I suggest identifying an area by geographical features, or simply list streets.
John Harrison
Chorley, Lancashire
Refugee help
I agree with Rachel Shabi that the tragic and dire crossings by migrants are seen by the home secretary and her right-wing colleagues as a good diversionary tactic for removing the attention away from all their other ills.
It is subtle as a sledgehammer when she appoints a “clandestine Channel threat commander”; what sort of title is that?
Of course people-smugglers must be curtailed at all costs but we are not being “overrun” by asylum seekers, who are often denigrated for seeking a better life, and more importantly a safer one.
I watched the excellent BBC One documentary series Once Upon a Time in Iraq and it certainly opened my eyes to the suffering of men, women and children in such situations.
Shabi is right: we have been here so many times before but until this government desists from whipping up fear, changing the hearts and minds of many will be sadly almost impossible.
Judith A Daniels
Great Yarmouth, Norfolk
Educational need
Our natural world has never faced so many manmade challenges and threats.
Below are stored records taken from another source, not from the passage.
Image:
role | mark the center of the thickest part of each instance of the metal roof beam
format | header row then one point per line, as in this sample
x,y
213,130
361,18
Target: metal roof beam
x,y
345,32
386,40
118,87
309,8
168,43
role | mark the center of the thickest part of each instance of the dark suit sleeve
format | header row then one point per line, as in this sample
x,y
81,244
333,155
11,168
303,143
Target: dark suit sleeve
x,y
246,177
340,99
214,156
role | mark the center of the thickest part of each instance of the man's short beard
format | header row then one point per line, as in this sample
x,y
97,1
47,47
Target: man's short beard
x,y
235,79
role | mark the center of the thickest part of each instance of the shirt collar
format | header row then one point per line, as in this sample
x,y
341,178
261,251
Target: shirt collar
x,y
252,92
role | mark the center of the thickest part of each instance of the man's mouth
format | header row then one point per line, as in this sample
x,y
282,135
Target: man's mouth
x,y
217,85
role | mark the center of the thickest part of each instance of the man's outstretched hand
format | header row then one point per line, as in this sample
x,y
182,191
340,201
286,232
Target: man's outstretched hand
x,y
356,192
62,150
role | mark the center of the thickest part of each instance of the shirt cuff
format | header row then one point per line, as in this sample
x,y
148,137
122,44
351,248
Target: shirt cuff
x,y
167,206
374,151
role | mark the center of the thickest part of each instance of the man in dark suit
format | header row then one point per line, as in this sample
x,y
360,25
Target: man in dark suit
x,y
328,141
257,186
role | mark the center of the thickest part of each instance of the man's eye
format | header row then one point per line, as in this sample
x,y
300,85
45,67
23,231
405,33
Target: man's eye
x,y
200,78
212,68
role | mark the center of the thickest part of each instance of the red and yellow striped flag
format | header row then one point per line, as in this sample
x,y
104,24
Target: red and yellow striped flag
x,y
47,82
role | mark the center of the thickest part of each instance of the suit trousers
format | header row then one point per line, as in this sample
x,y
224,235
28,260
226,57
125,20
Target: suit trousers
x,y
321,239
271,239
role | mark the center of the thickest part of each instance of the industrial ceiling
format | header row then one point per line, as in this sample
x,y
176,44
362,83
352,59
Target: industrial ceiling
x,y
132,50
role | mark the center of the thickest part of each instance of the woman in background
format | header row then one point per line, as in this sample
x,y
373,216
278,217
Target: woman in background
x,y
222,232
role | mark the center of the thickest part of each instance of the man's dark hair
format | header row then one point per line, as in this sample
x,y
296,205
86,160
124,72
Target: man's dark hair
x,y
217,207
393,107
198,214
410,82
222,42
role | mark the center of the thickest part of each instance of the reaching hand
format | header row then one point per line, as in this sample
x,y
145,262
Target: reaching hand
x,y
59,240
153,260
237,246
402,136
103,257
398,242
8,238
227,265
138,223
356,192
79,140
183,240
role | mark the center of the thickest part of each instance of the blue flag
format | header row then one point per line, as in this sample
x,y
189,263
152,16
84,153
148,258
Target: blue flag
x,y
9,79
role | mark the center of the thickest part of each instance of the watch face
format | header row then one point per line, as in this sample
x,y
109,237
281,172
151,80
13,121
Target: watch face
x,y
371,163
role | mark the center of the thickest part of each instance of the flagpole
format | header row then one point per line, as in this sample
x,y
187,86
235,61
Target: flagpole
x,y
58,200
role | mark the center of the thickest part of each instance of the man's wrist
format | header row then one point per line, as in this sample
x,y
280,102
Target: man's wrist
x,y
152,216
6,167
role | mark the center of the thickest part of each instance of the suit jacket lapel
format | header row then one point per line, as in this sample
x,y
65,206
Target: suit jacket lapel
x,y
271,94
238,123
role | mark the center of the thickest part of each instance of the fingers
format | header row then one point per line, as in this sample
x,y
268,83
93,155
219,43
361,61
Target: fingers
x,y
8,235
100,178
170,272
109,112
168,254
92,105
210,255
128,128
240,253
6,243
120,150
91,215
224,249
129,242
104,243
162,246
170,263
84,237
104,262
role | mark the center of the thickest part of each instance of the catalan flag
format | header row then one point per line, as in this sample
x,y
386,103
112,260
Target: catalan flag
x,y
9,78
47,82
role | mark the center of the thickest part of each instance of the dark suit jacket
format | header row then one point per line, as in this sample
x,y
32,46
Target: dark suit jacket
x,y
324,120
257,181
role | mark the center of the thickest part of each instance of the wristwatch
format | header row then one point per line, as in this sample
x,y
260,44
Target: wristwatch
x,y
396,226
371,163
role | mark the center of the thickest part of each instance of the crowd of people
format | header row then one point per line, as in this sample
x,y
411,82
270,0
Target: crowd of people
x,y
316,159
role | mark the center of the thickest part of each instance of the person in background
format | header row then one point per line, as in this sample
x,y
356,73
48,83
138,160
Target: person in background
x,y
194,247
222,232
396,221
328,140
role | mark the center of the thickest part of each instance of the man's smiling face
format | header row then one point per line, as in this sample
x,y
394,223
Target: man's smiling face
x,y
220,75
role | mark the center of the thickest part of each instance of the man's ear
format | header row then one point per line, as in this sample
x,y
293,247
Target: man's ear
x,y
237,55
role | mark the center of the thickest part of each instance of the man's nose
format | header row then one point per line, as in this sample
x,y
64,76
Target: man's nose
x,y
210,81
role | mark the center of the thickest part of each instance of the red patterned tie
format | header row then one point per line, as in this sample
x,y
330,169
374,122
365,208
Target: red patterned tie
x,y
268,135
The creation of a Welsh natural history GCSE is now needed more than ever before. We must give future generations the skills and knowledge that will enable them to tackle many of these global issues.
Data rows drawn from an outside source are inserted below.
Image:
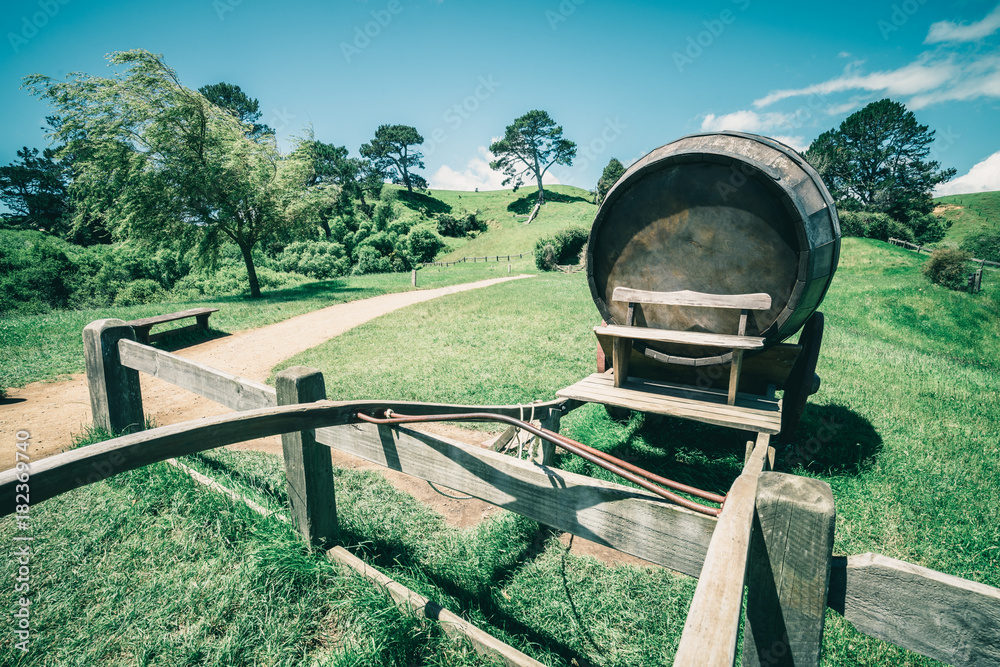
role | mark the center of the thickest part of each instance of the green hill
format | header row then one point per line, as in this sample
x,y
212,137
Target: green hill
x,y
505,213
969,214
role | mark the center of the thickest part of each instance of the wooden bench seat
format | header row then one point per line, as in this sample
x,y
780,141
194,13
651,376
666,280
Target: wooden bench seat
x,y
749,412
143,325
624,335
684,337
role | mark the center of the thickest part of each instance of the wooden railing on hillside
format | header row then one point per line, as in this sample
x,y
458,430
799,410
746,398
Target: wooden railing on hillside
x,y
913,246
775,532
487,258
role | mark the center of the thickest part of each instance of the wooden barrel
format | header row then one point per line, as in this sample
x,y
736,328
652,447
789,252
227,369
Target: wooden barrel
x,y
723,213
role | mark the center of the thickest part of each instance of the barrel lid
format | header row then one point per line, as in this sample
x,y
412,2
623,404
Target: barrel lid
x,y
722,213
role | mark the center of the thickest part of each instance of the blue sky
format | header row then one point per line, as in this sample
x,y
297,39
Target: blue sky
x,y
621,78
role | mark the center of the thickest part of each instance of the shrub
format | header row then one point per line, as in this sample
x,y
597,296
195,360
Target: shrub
x,y
139,292
456,227
370,261
928,228
870,225
35,273
316,259
985,245
231,279
424,244
561,248
948,267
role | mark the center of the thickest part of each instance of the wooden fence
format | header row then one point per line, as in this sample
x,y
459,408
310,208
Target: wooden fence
x,y
488,258
775,532
913,246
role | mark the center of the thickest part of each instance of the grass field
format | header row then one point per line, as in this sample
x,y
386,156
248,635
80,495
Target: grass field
x,y
969,214
44,347
506,211
910,392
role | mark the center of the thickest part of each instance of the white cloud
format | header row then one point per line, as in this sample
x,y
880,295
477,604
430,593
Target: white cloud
x,y
949,31
746,120
983,177
798,143
917,77
978,79
476,174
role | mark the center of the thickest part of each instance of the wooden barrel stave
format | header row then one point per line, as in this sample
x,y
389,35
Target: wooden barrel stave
x,y
749,204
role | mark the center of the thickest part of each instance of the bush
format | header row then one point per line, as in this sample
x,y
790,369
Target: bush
x,y
928,228
948,267
870,225
231,280
35,273
456,227
985,245
563,247
139,292
370,261
424,245
316,259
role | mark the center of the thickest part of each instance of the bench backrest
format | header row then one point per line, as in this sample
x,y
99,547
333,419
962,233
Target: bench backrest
x,y
757,301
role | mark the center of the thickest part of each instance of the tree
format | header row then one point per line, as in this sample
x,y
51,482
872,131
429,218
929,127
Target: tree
x,y
35,190
230,97
877,160
159,162
530,145
390,151
609,177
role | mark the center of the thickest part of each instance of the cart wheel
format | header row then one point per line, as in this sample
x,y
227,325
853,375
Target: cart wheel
x,y
802,380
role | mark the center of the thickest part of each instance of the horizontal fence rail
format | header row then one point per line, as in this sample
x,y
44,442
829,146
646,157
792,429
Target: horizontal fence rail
x,y
487,258
937,615
913,246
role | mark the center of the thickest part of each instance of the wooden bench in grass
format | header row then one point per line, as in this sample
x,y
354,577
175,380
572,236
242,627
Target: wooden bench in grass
x,y
142,326
758,413
624,335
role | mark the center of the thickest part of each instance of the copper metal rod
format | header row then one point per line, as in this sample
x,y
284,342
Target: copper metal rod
x,y
662,481
584,452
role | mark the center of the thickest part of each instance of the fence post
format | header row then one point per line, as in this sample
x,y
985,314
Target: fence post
x,y
308,468
115,396
545,451
789,571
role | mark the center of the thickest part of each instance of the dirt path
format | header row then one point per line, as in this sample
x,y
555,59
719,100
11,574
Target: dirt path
x,y
53,413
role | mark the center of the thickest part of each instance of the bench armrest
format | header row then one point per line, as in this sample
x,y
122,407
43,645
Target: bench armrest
x,y
683,337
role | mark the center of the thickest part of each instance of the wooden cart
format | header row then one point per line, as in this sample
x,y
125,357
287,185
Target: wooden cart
x,y
703,260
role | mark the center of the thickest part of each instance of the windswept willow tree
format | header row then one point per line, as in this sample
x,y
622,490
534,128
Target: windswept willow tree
x,y
159,163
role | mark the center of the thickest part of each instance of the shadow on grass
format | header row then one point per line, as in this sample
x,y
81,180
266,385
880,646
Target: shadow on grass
x,y
523,205
831,440
423,204
397,553
393,555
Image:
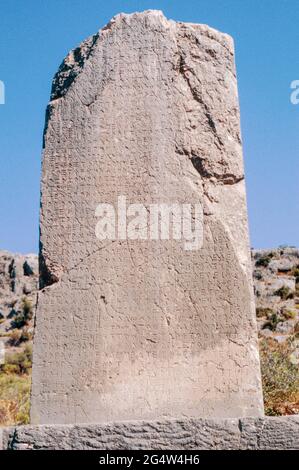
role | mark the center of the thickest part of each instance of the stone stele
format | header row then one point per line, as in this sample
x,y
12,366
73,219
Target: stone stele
x,y
131,329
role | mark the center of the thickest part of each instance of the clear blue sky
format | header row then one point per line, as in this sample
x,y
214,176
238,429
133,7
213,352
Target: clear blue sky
x,y
35,35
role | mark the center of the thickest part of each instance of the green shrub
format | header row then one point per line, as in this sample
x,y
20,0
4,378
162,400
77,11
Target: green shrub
x,y
263,312
284,293
263,261
19,362
22,318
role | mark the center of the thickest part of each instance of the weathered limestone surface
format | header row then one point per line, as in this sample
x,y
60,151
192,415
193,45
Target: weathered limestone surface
x,y
136,329
201,434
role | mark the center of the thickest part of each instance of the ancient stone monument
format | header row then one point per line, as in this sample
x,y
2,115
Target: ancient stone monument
x,y
144,112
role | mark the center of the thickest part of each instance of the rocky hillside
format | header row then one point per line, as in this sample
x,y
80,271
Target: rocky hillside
x,y
18,294
276,284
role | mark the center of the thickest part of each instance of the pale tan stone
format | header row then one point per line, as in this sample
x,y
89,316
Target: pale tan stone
x,y
130,329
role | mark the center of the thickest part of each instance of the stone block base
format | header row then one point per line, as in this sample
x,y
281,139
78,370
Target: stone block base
x,y
198,434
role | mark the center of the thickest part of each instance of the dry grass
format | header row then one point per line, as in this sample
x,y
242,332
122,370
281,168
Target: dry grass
x,y
280,378
15,383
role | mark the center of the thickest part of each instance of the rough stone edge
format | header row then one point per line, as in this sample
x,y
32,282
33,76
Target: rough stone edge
x,y
268,433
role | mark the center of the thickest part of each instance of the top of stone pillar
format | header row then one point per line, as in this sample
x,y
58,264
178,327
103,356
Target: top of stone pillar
x,y
131,325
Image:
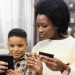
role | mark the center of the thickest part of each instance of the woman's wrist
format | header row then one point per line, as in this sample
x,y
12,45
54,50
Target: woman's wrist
x,y
66,69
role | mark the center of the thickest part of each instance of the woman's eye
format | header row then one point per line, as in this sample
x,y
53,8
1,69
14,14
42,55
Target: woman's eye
x,y
20,45
44,26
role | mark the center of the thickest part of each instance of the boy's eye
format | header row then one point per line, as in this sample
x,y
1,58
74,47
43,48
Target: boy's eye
x,y
11,45
20,45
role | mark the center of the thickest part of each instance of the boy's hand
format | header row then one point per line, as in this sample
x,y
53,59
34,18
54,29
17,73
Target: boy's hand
x,y
35,64
3,66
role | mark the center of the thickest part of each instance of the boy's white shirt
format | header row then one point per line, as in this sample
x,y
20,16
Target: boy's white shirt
x,y
64,50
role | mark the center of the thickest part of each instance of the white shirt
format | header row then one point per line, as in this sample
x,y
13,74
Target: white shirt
x,y
63,49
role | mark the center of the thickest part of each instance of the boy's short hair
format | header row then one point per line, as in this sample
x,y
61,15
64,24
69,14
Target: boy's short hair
x,y
18,33
56,11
Re-engagement with the natural world must become a priority of the Welsh government. We cannot rely on the Westminster government to lead the way, Wales can and must lead the way in preparing our children with the tools needed to tackle the climate emergency and species extinction crises.
The call for a natural history GCSE was first led by Mary Colwell who believed that currently young people in the UK do not engage with nature enough and this affects both conservation and wellbeing. Sadly the UK government has ignored her call.
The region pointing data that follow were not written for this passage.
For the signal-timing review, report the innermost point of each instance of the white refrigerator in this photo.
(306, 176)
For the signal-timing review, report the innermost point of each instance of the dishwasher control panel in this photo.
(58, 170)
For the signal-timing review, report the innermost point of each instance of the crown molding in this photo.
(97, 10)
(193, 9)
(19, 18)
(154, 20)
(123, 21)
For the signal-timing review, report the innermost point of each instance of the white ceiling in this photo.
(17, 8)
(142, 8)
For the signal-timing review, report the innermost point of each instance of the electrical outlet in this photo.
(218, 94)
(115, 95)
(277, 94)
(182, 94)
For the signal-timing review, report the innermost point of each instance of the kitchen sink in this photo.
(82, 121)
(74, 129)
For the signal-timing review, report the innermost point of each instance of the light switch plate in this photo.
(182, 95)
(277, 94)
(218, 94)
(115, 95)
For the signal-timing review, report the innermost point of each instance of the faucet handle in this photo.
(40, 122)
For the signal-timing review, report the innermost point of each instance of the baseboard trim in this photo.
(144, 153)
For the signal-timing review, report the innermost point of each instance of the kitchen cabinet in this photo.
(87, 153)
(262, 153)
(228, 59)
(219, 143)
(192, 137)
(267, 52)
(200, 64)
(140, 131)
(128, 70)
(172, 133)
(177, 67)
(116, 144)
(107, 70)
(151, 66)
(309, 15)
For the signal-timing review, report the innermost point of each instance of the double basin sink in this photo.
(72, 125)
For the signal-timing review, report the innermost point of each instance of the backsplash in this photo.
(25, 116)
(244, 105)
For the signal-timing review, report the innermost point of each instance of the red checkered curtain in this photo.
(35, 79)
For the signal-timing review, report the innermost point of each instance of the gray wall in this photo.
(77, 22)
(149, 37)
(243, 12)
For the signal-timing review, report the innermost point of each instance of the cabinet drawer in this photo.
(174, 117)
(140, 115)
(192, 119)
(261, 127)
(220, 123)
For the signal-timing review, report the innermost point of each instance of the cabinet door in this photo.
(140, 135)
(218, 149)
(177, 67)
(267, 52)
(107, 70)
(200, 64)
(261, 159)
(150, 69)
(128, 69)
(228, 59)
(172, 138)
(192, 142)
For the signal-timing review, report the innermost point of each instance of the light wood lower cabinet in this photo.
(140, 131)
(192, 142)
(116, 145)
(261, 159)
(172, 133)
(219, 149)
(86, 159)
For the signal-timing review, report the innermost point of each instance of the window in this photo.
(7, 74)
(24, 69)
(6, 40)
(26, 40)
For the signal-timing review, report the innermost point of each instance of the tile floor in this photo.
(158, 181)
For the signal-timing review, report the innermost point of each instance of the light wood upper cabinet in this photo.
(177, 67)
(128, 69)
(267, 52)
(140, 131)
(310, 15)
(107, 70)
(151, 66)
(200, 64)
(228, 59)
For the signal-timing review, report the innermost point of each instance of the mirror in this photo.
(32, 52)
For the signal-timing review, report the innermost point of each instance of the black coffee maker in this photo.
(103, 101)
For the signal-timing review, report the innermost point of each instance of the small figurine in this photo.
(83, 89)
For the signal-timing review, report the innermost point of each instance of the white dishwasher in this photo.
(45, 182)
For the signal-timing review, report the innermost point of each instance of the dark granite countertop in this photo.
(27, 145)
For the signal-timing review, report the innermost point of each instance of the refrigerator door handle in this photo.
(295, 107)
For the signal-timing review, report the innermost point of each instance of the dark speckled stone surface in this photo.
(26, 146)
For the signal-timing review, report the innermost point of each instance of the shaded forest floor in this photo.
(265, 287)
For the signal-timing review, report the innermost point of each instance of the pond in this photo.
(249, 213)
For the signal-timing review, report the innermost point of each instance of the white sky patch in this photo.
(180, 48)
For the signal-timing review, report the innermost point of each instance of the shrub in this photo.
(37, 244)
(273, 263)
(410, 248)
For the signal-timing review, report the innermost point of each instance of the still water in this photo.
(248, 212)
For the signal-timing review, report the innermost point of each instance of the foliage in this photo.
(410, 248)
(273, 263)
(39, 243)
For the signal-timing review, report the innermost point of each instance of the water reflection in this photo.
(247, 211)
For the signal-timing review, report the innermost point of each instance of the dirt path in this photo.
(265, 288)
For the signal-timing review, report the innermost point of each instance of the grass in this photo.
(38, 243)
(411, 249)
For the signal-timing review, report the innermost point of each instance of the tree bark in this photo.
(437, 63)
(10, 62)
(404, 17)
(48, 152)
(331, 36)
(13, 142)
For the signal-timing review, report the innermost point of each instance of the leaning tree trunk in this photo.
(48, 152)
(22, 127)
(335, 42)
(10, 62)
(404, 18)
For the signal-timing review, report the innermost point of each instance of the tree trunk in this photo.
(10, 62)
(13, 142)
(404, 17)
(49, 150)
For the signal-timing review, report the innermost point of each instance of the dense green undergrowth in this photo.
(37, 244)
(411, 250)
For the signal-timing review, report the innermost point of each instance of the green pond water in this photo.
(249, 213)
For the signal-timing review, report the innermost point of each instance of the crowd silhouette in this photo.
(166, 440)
We must teach young people about the global threats of an expanding population; pesticide and herbicide use; land, water and air pollution; the climate emergency; soil loss; intensive farming vs organic farming; habitat loss; invasive species; species extinction and biodiversity loss; over-fishing; single-use plastics; deforestation and so, so much more.
We must teach that our lives today and tomorrow are entwined with having a vibrant, abundant and healthy natural world, hence the creation of a petition.
Rob Curtis
Barry, Wales
National Trust
The National Trust wants to reduce journey times for visitors to its properties. For most people the bulk of the distance travelled to visit properties, other than those few close to one’s home, involves the journey from home to the region of the country one is visiting on holiday or during a short break away from home.
How on earth does the National Trust think it can reduce those journey lengths? Or is the National Trust going to deny people who do not live within a particular radius of the post code of each property?
J Longstaff
Buxted, East Sussex
Testing matters
Adam Forrest reports that the Independent Sage group has called for all students to have regular testing for Covid-19. Why not test the whole population on a regular basis?
This would pre-empt further expensive large-scale lockdowns and reassure most of the population that it was safe to go about our normal lives – and so enable a wider reopening of the economy, increasing productivity and so offsetting the costs of testing. It would also enable tourists coming into the country or returning from holiday to be told if they had to quarantine or not.
But are the tests reliable enough to do this? And, if not, why are we testing at all?
Peter Cole
Alnwick, Northumberland
Brexit Blues
Even government ministers who were most committed to Brexit must now be realising that leaving the EU was not such a good idea. Their problem is that having misled the British people for so long they can’t be seen to change their minds – so they stagger on.